The paradigm of heartbreak shifted in one fell swoop when Bon Iver turned towards the country. Suddenly, all manner of bearded troubadours were packing their bags and heading out to a shotgun shack, yet Justin Vernon probably spent four days sitting in a freezing log cabin before he learned how to make a fire. Hell, the poor boy only had a sophomoric approximation of the blues, something best cured with a good night out and a bacon buttie in the morning.
Nathaniel Rateliff, though, knows a thing or two about the wilds. The American songwriter looks as though he could wrestle a grizzly bear before breakfast, before using a rattlesnake to hold his trousers up. Yet he also knows a thing or two about true isolation – and it doesn’t come from hiding in the mountains.

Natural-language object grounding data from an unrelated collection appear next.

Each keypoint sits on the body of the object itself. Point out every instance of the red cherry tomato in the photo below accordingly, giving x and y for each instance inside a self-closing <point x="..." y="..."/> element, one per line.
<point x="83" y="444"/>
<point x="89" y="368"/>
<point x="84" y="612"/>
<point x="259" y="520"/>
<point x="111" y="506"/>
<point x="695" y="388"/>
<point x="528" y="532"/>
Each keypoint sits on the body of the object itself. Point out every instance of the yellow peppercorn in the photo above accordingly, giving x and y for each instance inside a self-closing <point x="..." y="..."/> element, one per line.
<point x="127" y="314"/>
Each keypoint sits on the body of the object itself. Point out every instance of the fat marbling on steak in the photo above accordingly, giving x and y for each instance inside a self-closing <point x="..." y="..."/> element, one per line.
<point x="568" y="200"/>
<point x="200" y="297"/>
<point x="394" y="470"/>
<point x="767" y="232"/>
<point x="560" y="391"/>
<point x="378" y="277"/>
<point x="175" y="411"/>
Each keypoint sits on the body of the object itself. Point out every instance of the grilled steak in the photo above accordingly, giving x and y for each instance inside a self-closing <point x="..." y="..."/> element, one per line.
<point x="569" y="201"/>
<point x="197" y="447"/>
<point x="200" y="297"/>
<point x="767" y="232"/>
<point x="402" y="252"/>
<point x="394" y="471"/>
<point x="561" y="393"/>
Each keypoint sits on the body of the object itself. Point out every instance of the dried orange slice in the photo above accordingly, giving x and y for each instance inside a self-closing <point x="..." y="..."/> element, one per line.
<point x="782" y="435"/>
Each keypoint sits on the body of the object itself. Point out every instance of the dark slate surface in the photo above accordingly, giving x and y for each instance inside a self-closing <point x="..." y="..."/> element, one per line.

Largely written on the road, ‘Falling Faster Than You Can Run’ contains 11 tracks, 11 meditations on people, relationships and the nature of being alone. Loosely pegged as Americana, Rateliff pulls on truly American influences in the widest sense using everything from bluegrass to jazz as a palette to draw from.
Sure, some of these tricks you’ll have heard before: ‘Don’t Get Too Close’ – as effective as it is – has a guttural use of dynamics, shifting from quiet to loud in a heartbeat. Yet this isn’t an album about invention, of progression for progression’s sake, but rather a study of character, of the means in which can songwriter can place themselves at the heart of their work.
‘Still Trying’ is anxious, gentle in its intensity, while ‘Nothing To Show For’ is desperation writ alongside near-Springsteen levels of bombast. ‘Right On’ is a gentle jazz shuffle, while ‘When Do You See’ is a simple country ballad with tinkling notes of piano in support.
Simple, unaffected songwriting with a direct emotional pull, ‘Falling Faster Than You Can Run’ is swarming with undercurrents, with nuances that only become more marked over time. Born from isolation, it’s an album that can’t fail to connect.